Wednesday, November 25, 2009
Prolific Author Marilyn Meredith
Katie: I’m pleased to host prolific writer, Marilyn Meredith, on my blog today. Marilyn is the author of over twenty-five published novels, including the award winning Deputy Tempe Crabtree mystery series, the latest Dispel the Mist from Mundania Press. She is a member of EPIC, Sisters in Crime, Mystery Writers of America, and on the board of the Public Safety Writers of America. She was an instructor for Writer’s Digest School for ten years, served as an instructor at the Maui Writer’s Retreat and many other writer’s conferences. She makes her home in Springville CA, much like Bear Creek where Deputy Tempe Crabtree lives.
Katie: Please give us an overview of your latest release, Dispel the Mist.
Marilyn: Be glad to. Deputy Tempe Crabtree is asked to officially help in the investigation of the suspicious death of a popular county supervisor with ties to both the Indian and the Mexican communities. It soon becomes apparent that several people wanted the supervisor at least put out of commission including her husband and a prominent citizen who opposed the opening of a residential care home in his neighborhood. During her investigation Tempe has troubling and perhaps prophetic dreams about the legendary figure, the Hairy Man. A late night visit to the reservation puts Tempe in life-threatening danger.
Katie: You’ve had a very successful writing career, to put it mildly. Did you start out writing mysteries and novels?
Marilyn: When I was a child through my teen years, I wrote stories and plays. I took time out to raise five children. When I began writing seriously, I wrote two historical family sagas based on my own family's genealogy. Next came my first mystery.
Katie: How did you morph from being a writer to being an instructor? Was it a natural progression for you?
Marilyn: My main occupation is writing. I enjoyed my ten years as an instructor for Writers Digest and probably learned as much as my students. I still enjoy teaching new writers and will do it any chance I get. I've had a lot of help along the way from established writers myself.
Katie: Twenty-five novels is a very respectable figure. Where did you find your inspiration for these works?
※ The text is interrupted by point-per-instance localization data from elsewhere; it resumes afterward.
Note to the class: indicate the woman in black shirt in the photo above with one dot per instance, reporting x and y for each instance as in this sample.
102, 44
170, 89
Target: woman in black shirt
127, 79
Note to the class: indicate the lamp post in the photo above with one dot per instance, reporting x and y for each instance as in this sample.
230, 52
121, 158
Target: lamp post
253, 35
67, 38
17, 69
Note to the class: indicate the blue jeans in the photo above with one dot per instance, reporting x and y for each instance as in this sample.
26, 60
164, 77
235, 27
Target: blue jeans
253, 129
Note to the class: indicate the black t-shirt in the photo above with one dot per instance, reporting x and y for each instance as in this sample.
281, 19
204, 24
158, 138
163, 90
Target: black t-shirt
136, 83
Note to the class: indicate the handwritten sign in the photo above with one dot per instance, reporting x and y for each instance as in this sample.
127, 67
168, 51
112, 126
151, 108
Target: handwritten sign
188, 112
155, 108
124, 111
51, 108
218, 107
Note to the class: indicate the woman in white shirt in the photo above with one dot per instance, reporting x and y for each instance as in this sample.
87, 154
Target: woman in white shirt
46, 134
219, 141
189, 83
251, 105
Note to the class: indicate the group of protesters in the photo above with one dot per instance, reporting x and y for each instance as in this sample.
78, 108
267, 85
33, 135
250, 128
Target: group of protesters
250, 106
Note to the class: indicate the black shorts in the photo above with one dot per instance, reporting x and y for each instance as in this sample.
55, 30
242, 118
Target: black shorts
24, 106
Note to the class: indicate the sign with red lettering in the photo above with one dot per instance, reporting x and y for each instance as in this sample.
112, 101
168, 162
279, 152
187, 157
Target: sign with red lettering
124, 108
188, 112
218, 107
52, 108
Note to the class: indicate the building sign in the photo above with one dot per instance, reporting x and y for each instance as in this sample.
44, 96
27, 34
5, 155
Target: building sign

Marilyn: You know I'm not really sure it's twenty-five, I think it's probably more but I've never bothered to count. Ideas just seem to come. Sometimes it's people who give me the ideas. My heroine Tempe Crabtree evolved from three women, a female police officer who was the only woman on the department, a female resident deputy that I intereviewed for a newspaper profile peice, and a Native American woman that I met. Other folks I've along the way have inspired villians and victims. With my latest book, Dispel the Mist, I visited the Painted Rock on the Tule River Indian Reservation, a truly mystical place, and I saw the pictograph of the Hairy Man and I knew that I had to write about him. The Hairy Man is similar to Big Foot, but this is the only pictograph of such a creature in California.
Katie: Were all of your novels agented? If so, how did you find an agent, and do you work with more than one?
Marilyn: Though I've had several agents I'm the one who found all my publishers.
Katie: Tell us how you came to write the award-winning Tempe Crabtree mystery series. Did you conceive of it being a series when you first began writing the first book?
Marilyn: The Tempe Crabtree series actually began as a Christian horror. Then I wrote a second novel about Tempe and she began changing. By the time I wrote the third, Tempe had become the woman she is in the rest of the series--and I changed the heroine and the setting in the first two novels. Tempe now lives inside my head and I know more about her and how she thinks than any of my relatives or friends. While I'm writing one book I often have ideas coming to me about the next book I should write.
Katie: What three pieces of advice would you give to aspiring authors?
Marilyn: First, read the kind of books that you want to write. Go to some writing conferences and learn as much as you can about the craft of writing. Join a writing critique group. Write, write, write and never give up. My first book was rejected nearly 30 times and I kept rewriting it and it was finally accepted.